Duma bardziej kapitalistyczna
Według ostatnich badań CBOS, dumę z bycia Polakiem deklaruje 60 proc. badanych. To głównie mieszkańcy dużych miast, osoby z wyższym wykształceniem, przedstawiciele kadry kierowniczej i ludzie starsi.
Jestem dumny, że to my rozwiniemy miasto białostoczanin
– Nasza duma zmienia się. Już nie jest podszyta kompleksem. Kiedyś byliśmy dumni z wybitnych jednostek, które odniosły sukces za granicą. Dziś coraz częściej cieszymy się własnymi sukcesami i osiągnięciami zbiorowości. Nie mówimy o tradycji tylko o gospodarce. Nasza duma jest wreszcie kapitalistyczna – tłumaczy psycholog społeczny dr Tomasz Łysakowski.
Potwierdzają to statystyki: Jesteśmy dumni m.in. z naszej gościnności (51 proc.), kuchni (41 proc.) i pracowitości (32 proc.).
Cieszymy się nie tylko Krakowem (56 proc.), Warszawą (30 proc.) i Mazurami (25 proc.), ale także Puszczą Białowieską, Gnieznem i Bieszczadami.

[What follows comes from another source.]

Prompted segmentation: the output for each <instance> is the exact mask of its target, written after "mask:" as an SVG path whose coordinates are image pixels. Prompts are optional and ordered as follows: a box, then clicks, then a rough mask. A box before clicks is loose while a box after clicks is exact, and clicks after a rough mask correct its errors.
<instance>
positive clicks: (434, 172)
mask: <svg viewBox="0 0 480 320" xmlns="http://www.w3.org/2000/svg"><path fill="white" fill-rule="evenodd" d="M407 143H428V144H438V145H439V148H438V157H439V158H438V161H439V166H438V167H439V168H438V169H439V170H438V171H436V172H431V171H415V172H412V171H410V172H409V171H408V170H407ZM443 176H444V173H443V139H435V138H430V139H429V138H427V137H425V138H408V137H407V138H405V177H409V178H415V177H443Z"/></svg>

Niezmiennie jednak podziwiamy Jana Pawła II (71 proc.), Lecha Wałęsę (16 proc.) i Wisławę Szymborską (7 proc.). Częściej niż Adamem Mickiewiczem chwalimy się Adamem Małyszem.
Tylko z Małysza? Za mało
– Kiedy duma jest naprawdę wartościowa? – zastanawia się Łysakowski. - Kiedy wynika z naszych działań i całego społeczeństwa. Bo być dumnym tylko z tego, że Małysz skacze to za mało – dodaje.
Kolejny wpis na białostockim forum: „Jestem dumny, że to my rozwiniemy miasto” – Robert Radek.